Classic science fiction ****
Remarkably ahead of it's time.
 
the Most overrated writer of science fiction!! *
Granted Wells was far, far ahead of his time, but really, his writing stinks. There's no character formation (bland unlikeable protagonists) and no passion for the art of storytelling. If he had a writing partner who could of helped him with these shortcomings, his very original ideas and his true vision of what he was trying to write might have come through better. I'm glad he was there to get the ball rolling for science fiction, but I forced myself to read all his books on the hopes and say-so that these were classics. I'd rather have read Verne, Bester, Miller and Huxley.
 
The Time Machine ****
The Time Machine by H.G. Wells depeicts the story of a man known as the time traveler who travels into the distant future with a time machine that he creates.

I enjoyed this book pretty well, it is quite short and a quick read. The story is told through the voice of a man who is visiting the time travalers house at one of his many dinner parties. The entire book is written in first person. All and all a good book and an interesting view on what future lies ahead as told in the late 19th century.

 
Moon *****
I'm only on page 70, but this book seems to be a great one!!!
 
Fascinating! ****
This is the story of an inventor that travels to the distant future in hopes of seeing how advanced humankind has become.

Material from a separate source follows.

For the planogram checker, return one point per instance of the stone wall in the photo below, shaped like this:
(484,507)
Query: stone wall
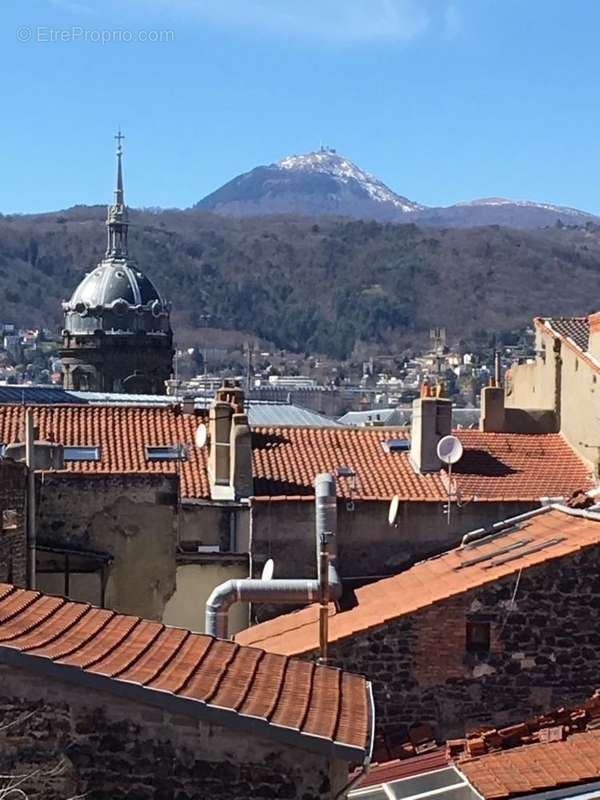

Instead, he finds humanity divided into two separate but interdependent species. There are the peaceful, beautiful, indolent, and fairly stupid Eloi who live a life of ease in a surface garden where they await being summoned by the Morlocks who are ugly, brutish, and cannibalistic. The Morlocks live underground where they run machines and just about everything else as well.

Ignorant of the Morlocks, the inventor make the acquaintance of an Eloi woman named Weena and, typical of the 19th-century male, finds her lack of actual intelligence rather endearing and falls in love with her. She shows him through the ruins of all that remains of his ancient world. There seems to have been a nuclear war, which is interesting, since this book was written in the 19th, NOT the 20th century.

When the Morlocks introduce themselves to the inventor by stealing his time machine, he must set about to rescue both himself and the Eloi....

The only reason I give this old favorite of mine 4 stars instead of 5 is for the often old-fashioned language that, though fast-paced for a Victorian novel, is still sometimes rather heavy in places. Yet the wonderful story more than redeems itself.

 
Still a Great Adventure *****
H.G. Wells, in The Time Machine, spins a classic tale full of adventure, vivid landscapes, sci-fi speculation and even a bit of veiled socialist politics.

An eccentric scientist, known only as the Time Traveller to us, invents a machine that can travel along the fourth dimension, which he has discovered to be time. He flings himself into the far future. Is there high civilization? No. Is there high technology? No. What he finds in the future is far more curious...

Personally, I couldn't put it down. I was reading it on a train trip, and I was so involved, I almost missed my station! Well's style really drew me in. It was like being told the story by an old friend. His descriptions are simple and effective, and you can almost feel the curiousity of the Time Traveller. Like him, you will want to know what happens next, from the speculations at the beginning, to the question filled ending.

Though much of it has been imitated and repeated in time travelling stories since, I thought the "scientific" parts of the book were still fresh today, particularly the reasons Wells gives for why we can't naturally go back in time, and why you will never see a person in the process of travelling back in time. Very clever.

In some ways, the "future" part of the book is a cautionary tale, in some ways it's a social commentary. Either way, the general message I got is that the actions of the past will have consequences in the future, even if we might not see them. Extensions of this concept have been very well used in science fiction since.

If you're looking for a well written adventure to capture you're imagination for a few hours, the Time Machine is a book worth checking out. Exciting and thought provoking all the way.